Current conduction and resistive switching characteristics of Sm2O3 and Lu2O3 thin films for low-power flexible memory applications

Abstract

In this article, the current conduction and resistive switching (RS) behavior in flexible Sm2O3 and Lu2O3 resistive random access memories (ReRAM) are investigated. Amorphous Sm2O3 and Lu2O3 thin films were deposited at room temperature by radio-frequency magnetron sputtering on flexible polyethylene terephthalate substrate. The structural morphologies of the Sm2O3 and Lu2O3 thin films strongly depend on the lattice energy of the oxides. The dominant current conduction mechanism in the oxide layer changes from electrode control Schottky emission in Sm2O3 to bulk controlled space-charge-limited-current in Lu2O3. The barrier height extracted from Schottky emission model is 0.96 eV in Sm2O3 thin film, while the activation energy of traps calculated from the Arrhenius plots is about 0.23 eV in Lu2O3 thin film.

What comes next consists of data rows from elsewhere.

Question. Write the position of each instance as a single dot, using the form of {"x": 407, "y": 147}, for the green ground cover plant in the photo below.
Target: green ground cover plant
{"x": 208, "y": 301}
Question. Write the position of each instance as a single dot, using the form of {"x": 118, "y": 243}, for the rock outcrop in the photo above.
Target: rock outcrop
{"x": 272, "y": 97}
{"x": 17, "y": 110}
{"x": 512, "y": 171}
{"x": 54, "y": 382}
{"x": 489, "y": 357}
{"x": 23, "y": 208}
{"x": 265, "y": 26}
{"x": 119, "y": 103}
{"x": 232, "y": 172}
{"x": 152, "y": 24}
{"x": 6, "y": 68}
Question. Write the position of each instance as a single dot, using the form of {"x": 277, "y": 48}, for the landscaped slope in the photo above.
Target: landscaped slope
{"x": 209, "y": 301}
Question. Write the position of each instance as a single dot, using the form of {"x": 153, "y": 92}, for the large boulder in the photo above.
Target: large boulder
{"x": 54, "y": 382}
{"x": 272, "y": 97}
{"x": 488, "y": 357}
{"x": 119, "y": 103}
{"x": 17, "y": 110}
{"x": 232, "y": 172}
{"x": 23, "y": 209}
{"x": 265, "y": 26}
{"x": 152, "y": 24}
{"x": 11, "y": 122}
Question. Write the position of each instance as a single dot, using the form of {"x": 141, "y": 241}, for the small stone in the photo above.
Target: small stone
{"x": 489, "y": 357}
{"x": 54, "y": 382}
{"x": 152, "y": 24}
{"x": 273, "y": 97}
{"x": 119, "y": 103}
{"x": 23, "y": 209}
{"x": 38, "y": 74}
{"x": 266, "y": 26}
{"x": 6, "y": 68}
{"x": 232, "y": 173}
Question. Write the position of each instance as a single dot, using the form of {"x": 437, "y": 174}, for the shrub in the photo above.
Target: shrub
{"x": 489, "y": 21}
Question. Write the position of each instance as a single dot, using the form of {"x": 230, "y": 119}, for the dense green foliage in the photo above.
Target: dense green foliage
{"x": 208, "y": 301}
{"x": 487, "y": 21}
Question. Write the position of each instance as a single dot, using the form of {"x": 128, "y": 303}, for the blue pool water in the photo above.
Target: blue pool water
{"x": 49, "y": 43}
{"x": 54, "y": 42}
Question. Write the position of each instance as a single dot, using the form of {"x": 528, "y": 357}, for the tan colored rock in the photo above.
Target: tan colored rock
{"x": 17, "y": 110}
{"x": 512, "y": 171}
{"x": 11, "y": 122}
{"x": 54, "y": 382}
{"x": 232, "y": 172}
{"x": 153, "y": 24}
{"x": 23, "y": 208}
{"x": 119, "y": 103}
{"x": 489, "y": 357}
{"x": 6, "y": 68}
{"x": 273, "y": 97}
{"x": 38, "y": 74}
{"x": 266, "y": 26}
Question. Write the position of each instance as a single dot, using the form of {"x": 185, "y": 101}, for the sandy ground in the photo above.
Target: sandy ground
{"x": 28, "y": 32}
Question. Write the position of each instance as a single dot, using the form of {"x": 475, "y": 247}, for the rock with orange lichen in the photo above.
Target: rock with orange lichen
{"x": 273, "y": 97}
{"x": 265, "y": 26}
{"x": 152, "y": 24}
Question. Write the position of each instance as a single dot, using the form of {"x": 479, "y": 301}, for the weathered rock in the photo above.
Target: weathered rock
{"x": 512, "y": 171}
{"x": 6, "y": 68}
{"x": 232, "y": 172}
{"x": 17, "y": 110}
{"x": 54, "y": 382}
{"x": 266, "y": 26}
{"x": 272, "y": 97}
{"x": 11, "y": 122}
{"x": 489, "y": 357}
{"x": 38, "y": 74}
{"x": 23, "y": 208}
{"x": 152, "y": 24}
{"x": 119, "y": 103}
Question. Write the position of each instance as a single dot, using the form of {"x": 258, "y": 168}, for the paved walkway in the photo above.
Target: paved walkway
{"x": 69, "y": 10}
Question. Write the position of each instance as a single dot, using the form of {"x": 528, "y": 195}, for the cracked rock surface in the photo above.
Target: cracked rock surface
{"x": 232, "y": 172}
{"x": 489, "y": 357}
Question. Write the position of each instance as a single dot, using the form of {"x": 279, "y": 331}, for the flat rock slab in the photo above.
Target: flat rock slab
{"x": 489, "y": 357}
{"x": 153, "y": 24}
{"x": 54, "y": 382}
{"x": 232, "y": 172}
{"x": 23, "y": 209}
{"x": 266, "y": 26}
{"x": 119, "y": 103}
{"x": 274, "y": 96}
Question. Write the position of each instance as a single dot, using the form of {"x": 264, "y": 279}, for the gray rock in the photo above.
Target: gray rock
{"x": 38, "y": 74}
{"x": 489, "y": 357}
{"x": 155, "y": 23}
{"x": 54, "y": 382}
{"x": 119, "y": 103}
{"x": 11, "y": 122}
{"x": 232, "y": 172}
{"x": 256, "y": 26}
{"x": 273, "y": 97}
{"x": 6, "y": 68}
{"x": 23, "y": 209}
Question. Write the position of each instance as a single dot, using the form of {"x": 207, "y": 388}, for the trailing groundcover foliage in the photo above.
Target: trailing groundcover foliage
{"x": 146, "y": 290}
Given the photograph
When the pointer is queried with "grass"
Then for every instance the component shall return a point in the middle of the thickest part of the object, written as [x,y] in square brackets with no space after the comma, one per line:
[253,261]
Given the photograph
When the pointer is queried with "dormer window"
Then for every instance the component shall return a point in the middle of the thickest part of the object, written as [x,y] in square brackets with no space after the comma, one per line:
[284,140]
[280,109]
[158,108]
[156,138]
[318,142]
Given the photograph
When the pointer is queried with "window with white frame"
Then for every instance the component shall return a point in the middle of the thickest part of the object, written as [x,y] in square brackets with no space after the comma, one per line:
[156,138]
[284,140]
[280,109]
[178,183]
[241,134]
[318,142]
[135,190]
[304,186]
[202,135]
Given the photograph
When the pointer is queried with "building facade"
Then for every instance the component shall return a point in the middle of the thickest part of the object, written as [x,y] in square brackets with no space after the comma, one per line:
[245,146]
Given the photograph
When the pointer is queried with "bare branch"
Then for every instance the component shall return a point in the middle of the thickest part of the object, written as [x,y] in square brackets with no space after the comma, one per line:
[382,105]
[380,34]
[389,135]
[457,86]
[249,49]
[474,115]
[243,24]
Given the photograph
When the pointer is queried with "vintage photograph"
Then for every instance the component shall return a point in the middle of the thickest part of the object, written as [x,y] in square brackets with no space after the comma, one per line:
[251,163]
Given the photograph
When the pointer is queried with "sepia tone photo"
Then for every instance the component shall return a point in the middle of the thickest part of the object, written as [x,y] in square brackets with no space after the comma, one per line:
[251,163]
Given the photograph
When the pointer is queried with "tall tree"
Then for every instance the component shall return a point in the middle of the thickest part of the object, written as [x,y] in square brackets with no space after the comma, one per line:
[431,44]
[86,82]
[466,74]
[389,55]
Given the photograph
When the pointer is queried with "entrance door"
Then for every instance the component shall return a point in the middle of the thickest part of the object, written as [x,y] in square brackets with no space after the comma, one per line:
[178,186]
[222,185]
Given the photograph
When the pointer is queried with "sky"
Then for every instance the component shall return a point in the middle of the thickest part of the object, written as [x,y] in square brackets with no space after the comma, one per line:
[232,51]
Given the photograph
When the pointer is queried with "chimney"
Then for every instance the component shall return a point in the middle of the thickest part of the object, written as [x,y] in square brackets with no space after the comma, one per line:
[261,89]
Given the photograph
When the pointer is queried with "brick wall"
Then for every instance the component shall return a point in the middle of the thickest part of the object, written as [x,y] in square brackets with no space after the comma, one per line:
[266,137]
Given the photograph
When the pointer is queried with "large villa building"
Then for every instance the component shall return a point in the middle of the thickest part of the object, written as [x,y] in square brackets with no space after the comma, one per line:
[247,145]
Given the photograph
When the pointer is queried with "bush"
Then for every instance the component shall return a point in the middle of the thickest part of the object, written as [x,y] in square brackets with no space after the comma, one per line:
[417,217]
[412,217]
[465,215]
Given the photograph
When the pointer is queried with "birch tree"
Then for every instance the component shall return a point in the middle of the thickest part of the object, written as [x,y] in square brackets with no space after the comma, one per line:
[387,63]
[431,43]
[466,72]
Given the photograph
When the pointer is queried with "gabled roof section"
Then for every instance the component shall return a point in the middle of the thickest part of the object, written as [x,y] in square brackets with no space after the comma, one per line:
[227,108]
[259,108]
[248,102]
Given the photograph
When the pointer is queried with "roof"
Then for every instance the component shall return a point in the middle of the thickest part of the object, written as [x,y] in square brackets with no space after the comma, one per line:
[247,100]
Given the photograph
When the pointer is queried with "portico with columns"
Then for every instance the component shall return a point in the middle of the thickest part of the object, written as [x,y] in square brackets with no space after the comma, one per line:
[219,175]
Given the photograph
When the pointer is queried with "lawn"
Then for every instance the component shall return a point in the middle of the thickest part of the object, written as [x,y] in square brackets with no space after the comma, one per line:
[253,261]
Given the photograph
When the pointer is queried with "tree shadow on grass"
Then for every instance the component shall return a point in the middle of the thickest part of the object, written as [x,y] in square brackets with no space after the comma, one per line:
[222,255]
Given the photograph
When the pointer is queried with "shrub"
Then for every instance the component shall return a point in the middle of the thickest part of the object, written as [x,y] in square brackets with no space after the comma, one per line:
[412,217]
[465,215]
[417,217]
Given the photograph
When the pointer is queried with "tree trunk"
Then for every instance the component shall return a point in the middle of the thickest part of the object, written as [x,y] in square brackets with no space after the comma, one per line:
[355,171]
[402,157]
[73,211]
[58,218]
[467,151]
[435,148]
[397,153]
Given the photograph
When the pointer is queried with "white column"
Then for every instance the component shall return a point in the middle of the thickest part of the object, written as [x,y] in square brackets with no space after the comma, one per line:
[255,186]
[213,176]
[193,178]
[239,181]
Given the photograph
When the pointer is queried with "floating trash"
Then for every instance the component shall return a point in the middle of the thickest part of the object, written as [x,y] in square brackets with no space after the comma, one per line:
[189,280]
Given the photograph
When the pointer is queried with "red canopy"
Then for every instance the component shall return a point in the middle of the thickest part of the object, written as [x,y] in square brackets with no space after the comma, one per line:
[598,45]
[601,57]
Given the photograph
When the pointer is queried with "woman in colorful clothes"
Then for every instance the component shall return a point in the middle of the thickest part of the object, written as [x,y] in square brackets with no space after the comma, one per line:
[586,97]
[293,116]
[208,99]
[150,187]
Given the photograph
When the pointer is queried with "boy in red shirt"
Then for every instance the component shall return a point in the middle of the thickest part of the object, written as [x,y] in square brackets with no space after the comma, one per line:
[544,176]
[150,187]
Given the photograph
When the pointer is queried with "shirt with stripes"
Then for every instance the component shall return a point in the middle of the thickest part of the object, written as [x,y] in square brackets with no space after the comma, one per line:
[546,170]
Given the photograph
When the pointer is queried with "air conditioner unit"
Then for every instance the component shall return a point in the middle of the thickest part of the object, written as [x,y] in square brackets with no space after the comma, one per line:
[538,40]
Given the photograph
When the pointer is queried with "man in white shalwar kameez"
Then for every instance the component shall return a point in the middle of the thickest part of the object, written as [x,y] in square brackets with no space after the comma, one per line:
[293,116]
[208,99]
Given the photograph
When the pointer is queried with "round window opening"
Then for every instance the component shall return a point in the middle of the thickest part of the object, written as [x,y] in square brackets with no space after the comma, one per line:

Additionally, the Ni/Sm2O3/ITO flexible memory device shows promising RS behavior with very low power of operation (∼30 μW) and small distribution of switching parameters. The memory reliability characteristics of switching endurance, data retention, good flexibility, and mechanical endurance show promising for future memory applications. The filament conduction model is adopted to describe the RS behavior in the Sm2O3 and Lu2O3 ReRAM devices. The improved RS performance in Sm2O3 thin film is attributed to the different physical properties of the thin films.